DR. BUDMAN: Up to the present time, really, what we've done
more in clinical management has been to base our treatment on what
the ORTC has done. And what they basically showed was that in a
premenopausal woman, that combined blockade using an LH-RH agonist
with an anti-estrogen gave you a better response rate and more duration
of response. So, I haven't migrated in that direction. When the
trials show benefit in that section, then we probably will migrate.
But right now, as I said, we've been following the ORTC data.
DR. LOVE:
One final thing I wanted to ask you is that I think that because
of the exciting things that have been seen in adjuvant therapy,
I think a lot of our hopes have been shifted towards that arena,
and with good reason. But I think, also, we've maybe started to
discount a little bit, the potential for what we can accomplish
in women with metastatic disease. And the idea of, you know, not
eradicating the disease, but keeping a patient in a comfortable
state and functional for a very long period of time. Do you think
that realistically that's an end point that maybe we might get to
in the next five or ten years?
DR. BUDMAN: I think that we're tending in that direction.

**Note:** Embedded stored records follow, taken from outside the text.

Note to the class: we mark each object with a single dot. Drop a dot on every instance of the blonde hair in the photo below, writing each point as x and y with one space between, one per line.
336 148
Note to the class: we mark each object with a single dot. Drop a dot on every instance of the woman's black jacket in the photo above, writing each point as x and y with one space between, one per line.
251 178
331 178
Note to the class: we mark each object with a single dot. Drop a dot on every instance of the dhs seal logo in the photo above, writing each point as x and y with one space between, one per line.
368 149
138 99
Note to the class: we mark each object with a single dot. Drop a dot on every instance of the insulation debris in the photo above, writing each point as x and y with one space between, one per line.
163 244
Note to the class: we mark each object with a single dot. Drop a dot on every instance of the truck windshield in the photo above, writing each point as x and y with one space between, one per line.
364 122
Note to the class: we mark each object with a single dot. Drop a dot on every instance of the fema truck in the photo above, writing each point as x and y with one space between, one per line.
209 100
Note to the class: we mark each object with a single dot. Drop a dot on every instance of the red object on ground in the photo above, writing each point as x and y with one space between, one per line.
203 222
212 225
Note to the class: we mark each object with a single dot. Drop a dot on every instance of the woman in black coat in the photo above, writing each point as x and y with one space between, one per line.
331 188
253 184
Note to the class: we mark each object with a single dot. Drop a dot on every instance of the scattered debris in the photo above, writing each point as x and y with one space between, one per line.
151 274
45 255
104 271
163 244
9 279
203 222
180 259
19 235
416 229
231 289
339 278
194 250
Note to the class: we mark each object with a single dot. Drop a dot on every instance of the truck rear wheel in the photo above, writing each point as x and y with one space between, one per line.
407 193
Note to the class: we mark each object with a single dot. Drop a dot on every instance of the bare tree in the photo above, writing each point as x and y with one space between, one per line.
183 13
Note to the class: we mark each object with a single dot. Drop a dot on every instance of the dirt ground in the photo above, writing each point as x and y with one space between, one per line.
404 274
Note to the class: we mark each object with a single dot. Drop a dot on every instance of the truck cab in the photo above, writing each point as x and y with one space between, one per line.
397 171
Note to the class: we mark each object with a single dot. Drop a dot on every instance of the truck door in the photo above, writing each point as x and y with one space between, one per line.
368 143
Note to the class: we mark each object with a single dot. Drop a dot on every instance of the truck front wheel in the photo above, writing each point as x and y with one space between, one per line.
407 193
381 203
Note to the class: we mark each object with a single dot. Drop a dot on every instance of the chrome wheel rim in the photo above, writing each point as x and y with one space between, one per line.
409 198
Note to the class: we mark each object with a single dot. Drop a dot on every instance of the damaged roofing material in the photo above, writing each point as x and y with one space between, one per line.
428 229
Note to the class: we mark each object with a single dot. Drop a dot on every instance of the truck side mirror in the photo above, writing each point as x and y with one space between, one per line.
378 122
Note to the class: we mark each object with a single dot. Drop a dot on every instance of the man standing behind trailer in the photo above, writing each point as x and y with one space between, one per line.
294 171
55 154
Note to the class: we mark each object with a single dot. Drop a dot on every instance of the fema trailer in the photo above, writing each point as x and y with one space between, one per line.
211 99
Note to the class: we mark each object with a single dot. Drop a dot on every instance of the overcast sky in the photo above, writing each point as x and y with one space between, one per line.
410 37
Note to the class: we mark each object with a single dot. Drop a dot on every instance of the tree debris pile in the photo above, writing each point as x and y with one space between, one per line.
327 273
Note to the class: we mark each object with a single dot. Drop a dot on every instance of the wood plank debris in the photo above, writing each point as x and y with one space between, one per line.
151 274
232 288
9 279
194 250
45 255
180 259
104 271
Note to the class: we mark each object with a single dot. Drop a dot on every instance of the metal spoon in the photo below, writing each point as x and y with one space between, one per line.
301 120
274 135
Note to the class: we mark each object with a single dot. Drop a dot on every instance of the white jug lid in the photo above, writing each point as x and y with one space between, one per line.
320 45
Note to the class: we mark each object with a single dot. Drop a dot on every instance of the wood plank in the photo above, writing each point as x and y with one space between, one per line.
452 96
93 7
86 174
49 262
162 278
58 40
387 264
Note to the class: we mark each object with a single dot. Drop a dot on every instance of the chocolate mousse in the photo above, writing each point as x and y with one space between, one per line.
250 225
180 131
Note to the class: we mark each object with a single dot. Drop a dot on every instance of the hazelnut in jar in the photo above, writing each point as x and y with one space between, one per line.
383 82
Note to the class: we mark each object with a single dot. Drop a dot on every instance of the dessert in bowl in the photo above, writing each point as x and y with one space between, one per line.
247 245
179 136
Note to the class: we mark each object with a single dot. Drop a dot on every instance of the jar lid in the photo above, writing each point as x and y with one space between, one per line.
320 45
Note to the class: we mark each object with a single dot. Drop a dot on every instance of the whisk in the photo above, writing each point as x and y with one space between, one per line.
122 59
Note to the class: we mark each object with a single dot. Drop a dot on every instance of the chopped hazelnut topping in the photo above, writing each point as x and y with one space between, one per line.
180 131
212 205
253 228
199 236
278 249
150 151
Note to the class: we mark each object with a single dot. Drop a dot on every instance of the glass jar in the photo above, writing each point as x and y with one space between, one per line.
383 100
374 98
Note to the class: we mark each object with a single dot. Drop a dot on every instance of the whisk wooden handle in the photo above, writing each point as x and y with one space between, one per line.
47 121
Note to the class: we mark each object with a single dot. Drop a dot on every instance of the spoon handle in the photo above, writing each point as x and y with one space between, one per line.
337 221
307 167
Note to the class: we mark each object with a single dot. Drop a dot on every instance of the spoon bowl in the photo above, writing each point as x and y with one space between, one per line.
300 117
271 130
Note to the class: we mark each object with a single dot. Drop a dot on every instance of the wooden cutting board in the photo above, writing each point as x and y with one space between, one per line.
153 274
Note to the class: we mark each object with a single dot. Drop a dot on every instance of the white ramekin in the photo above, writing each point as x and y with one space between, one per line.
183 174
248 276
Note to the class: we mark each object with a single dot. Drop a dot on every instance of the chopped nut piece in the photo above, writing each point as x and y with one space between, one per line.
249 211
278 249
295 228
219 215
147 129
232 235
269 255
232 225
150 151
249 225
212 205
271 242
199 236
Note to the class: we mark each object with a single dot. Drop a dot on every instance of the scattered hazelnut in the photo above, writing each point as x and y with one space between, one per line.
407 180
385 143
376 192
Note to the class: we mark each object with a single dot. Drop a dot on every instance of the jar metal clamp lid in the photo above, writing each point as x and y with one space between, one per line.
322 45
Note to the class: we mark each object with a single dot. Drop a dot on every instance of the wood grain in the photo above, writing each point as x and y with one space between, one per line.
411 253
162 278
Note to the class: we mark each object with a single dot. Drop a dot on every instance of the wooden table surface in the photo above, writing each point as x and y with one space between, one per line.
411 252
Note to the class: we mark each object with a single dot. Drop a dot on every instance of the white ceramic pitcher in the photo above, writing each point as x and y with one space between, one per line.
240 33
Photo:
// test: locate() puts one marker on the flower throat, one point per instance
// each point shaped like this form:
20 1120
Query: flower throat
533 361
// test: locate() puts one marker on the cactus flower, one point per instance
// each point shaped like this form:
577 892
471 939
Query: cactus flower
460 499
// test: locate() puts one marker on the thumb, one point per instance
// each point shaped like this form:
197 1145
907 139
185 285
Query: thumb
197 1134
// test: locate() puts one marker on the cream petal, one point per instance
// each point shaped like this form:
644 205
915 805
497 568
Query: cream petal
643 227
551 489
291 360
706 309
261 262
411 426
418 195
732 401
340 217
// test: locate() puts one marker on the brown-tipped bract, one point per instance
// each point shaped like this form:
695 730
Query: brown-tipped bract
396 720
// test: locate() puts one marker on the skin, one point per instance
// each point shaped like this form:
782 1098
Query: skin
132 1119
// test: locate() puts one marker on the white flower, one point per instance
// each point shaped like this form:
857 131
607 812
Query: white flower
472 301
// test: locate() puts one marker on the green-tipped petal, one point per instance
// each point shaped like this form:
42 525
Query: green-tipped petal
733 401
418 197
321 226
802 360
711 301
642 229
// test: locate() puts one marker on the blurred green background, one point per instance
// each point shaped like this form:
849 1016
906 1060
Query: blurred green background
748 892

I see it almost as nihilism, because what I hope is, as we are understanding
molecular biology, it gets better. And as our understanding of gene
expression gets better, that we could look for eradication of these
illnesses. We know that some tumors spontaneously resolve and, therefore,
there's something there. Whether or not it's immunologic or whether
it has some other basis, God knows. But it's sort of frustrating
to think that the best we can do is a holding action. And I think
that's more where we are now, quite frankly. We have a bunch of
drugs. Some of them are good. Some of them are marginal. We're trying
to enhance quality of life without hurting people, and yet we're
not curing very many people in the metastatic setting. Ideally,
as I said, one reason that keeps me in this field is I hope that
there will be a change, that the knowledge will impact on it. And
it may be that we will never reach the point where we really understand
this diseases well enough to eradicate them, and the best we can
do is suppress them.
DR. LOVE:
Well, my take on it wasn't anywhere near as pessimistic, and that
is if you can, for example in breast cancer, bring a woman to a
state where she's asymptomatic, even if she has lesions on her bone
scan or chest x-ray, and she lives a normal life expectancy, in
a sense it's sort of a functional cure.
DR. BUDMAN: That may occur. I mean, to some degree, that's
sort of analogous to what you're really doing now with some hormonal
treatments, where there's a paucity of side effects and people are
functioning. Perhaps I'm an optimist, or whatever. I'd like to feel
that we can do better than that and, at some date, we'll really
eradicate these diseases.
One of the major issues in drug development that people don't really
realize, is to bring a drug to market is taking over 10 years. And
the pre-clinical development may be only three or four years. But
the majority of that time now is the clinical development, and it's
becoming more and more difficult in our society to do clinical research,
for several reasons. One is obviously regulatory, and part of this
is appropriate, because you do want to protect people and, unfortunately,
there are always problems. There's always somebody who's going to
do the wrong thing. But the accrual to trials nationally is running
about three percent. And it's dismal in the sense that one has to
wait ten years or, more optimistic, maybe seven to eight years,
to get a result, and then to look that even to introduce a new drug,
that we're talking about was conceived over ten years ago, because
the clinical trials mechanism is working so slowly. And that I would
urge physicians to think about at least appropriate patients, to
consider them for clinical trials.
DR. LOVE:
This concludes our program special thanks to our speakers, and thank
you for listening. I'm Dr Neil Love for Breast Cancer Update.